The results make evident that various changes accompanied the transformation of the Vel Vidane management system to a community-based Farmer Organization system. Throughout the world, participatory management of irrigation and water resources have been highlighted and subjected to experiments in recent decades [54,55,56]. Similarly, the Sri Lankan Government tried to implement community participation in irrigation management by adopting a policy of transforming responsibility for the operation and maintenance of the irrigation facilities; this included making the Farmer Organizations responsible for the maintenance of the distribution canals downstream of the tanks in 1988 [36]. Considerable research has been conducted to measure the effects of this transformation from economic and management perspectives [36,37]. According to M. Samad and others in 1999, this management transfer alone did not bring significant changes in the quality of the irrigation services and agricultural production [36]. Based on our results we argue that, even though Farmer Organizations added bottom-up approaches and inputs with community participation for the management of the agricultural landscape, the integral and spiritual bond with the landscape was lost with the transformation from the indigenous Vel Vidane system to the Farmer Organization system. It is obvious that at present the majority of the farmers join the Farmer Organizations to get recommendations concerning the fertilizers to be used and to receive other benefits from the government, instead of the spiritual bond they had earlier with the indigenous system.

5. Conclusions

Throughout the world, for millennia people developed locally adapted agricultural systems. These “indigenous” agricultural systems were highly based on traditional knowledge and were continuously adapted to changing environmental, social and political conditions; they represent local knowledge, forming a vital combination of social, cultural, ecological and economic services to humankind [29]. Unlike modern agricultural technologies, indigenous methods often addressed the efficient utilization of resources and helped to preserve cultural diversity and biodiversity with collective involvement. The Sri Lankan small tank cascade systems are an example of such an indigenous agricultural system. They were initiated in the heydays of ancient kingdoms and since then have undergone several transformation processes. In the 1960s, these processes were triggered by the Green Revolution. Until the Green Revolution the basic elements of the indigenous system and the main ecological and socioeconomic components of the landscape were widely preserved. Current research suggests that these basic elements of the landscape still exist and function to a certain degree despite the forces of modernization, population pressure, economic changes and educational development.

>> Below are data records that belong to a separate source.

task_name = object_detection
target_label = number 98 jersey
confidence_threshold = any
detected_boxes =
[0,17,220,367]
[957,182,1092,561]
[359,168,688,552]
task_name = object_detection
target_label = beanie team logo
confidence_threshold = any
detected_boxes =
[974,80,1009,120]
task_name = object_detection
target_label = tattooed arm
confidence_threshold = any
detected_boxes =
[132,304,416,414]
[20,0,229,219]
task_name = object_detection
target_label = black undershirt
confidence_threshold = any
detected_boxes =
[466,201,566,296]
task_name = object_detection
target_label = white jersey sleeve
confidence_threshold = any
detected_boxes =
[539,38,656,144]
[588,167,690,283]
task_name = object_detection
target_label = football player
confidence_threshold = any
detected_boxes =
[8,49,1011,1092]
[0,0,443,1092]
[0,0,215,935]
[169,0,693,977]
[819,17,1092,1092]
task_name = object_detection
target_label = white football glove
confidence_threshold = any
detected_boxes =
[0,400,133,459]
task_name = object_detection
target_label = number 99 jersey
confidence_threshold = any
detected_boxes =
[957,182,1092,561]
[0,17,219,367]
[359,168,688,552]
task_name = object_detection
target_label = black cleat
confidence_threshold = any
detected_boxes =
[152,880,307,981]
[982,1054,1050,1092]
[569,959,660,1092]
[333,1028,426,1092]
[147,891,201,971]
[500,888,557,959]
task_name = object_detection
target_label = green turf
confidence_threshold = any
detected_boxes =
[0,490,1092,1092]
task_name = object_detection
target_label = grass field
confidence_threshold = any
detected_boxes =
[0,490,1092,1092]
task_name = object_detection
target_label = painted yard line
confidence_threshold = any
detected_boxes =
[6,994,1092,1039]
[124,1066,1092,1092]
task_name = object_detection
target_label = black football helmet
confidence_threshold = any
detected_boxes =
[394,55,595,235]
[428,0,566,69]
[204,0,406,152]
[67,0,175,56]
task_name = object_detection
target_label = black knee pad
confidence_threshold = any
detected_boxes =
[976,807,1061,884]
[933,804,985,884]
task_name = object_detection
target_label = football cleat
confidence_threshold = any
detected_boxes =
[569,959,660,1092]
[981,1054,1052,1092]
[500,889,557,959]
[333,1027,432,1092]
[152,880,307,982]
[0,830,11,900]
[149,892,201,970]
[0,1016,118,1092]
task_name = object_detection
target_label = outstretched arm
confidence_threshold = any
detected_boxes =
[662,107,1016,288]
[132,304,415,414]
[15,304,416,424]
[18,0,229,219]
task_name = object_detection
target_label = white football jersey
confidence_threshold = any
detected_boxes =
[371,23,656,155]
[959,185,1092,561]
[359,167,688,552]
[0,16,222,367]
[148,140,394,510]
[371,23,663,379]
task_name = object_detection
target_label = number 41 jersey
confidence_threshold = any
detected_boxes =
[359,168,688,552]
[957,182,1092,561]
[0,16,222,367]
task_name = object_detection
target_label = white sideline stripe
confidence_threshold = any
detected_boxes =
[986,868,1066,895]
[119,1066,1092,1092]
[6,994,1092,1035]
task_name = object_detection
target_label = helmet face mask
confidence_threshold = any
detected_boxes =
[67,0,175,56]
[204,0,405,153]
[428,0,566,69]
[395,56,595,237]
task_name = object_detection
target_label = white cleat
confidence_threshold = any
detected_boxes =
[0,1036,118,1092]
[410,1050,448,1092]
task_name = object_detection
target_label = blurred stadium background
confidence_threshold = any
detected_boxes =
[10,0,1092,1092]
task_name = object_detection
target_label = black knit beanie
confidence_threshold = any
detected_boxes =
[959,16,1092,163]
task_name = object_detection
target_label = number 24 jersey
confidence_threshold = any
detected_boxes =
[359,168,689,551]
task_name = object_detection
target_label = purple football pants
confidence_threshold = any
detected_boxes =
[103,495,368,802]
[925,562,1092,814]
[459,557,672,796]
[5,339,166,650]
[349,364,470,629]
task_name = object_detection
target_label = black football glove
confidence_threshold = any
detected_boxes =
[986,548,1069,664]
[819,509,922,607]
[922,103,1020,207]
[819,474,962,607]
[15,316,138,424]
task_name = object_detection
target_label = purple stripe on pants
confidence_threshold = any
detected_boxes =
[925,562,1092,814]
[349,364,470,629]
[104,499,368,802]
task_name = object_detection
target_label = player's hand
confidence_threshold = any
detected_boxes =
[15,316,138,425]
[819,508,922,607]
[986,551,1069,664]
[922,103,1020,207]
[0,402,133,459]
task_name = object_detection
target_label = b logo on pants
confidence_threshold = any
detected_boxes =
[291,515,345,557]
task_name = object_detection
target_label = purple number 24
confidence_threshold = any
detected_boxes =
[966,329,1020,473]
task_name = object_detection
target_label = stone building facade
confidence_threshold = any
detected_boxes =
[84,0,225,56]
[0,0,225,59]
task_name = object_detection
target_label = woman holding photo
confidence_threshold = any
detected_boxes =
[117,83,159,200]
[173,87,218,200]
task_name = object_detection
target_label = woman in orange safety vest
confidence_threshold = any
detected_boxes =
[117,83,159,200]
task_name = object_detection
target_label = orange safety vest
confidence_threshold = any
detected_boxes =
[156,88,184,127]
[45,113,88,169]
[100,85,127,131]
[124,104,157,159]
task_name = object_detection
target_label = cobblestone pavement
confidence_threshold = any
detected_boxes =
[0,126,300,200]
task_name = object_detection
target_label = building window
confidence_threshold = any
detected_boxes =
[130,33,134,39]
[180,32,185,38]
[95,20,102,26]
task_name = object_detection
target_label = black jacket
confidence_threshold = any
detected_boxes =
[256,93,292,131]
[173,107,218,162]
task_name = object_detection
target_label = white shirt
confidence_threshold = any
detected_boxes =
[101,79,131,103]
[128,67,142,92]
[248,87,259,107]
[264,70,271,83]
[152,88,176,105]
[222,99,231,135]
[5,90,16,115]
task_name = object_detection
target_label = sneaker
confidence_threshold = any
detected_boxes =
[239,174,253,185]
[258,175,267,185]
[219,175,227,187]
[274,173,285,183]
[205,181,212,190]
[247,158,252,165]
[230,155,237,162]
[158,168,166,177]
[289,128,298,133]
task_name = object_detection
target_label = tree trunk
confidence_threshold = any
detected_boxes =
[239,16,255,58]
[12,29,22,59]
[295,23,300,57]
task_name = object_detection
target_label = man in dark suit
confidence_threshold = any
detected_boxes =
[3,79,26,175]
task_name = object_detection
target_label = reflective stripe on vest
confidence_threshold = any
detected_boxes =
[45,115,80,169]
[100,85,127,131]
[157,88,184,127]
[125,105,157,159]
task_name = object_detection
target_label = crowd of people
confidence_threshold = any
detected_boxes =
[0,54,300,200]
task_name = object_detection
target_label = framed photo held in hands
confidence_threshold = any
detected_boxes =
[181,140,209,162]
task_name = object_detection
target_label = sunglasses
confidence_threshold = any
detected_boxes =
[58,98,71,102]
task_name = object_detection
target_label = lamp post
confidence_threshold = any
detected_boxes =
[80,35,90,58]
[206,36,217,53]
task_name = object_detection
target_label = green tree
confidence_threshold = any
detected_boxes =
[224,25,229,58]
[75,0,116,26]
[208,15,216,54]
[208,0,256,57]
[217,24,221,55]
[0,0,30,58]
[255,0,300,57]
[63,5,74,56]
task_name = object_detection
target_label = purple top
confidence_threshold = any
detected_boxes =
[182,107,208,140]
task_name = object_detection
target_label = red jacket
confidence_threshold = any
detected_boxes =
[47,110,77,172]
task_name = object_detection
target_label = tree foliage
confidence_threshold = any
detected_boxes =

The management structure and mechanisms were changed from the hereditary headman system to a community-based Farmer Organization system. The transformation into a participatory approach seems a productive and attractive evolution of the system. However, the in-depth analysis of the perception of the main stakeholders of the systems—the farmers—revealed that the inseparable bond they had with the landscape and the entire agricultural system was threatened by the current Farmer Organization system: the spiritual connection was converted into a financial and benefit-oriented system. Within the previous Vel Vidane system, the farmers directly participated in the tank maintenance and holistic management of the village tank landscape with its irrigation agriculture. In contrast, within the current Farmer Organizations system the farmers contribute to the maintenance as daily laborers. With the onset of the Farmer Organizations system the farmers became increasingly alienated from the landscape, leading to the deterioration of the indigenous agricultural system.

The case study demonstrates the value of preserving indigenous agricultural systems and the negative outcomes of the current management interventions that neglect the indigenous system. Therefore, careful interventions and innovations are needed to adapt the tank-based indigenous agricultural systems of the Dry Zone of Sri Lanka so as to preserve ecological and socio-economic sustainability.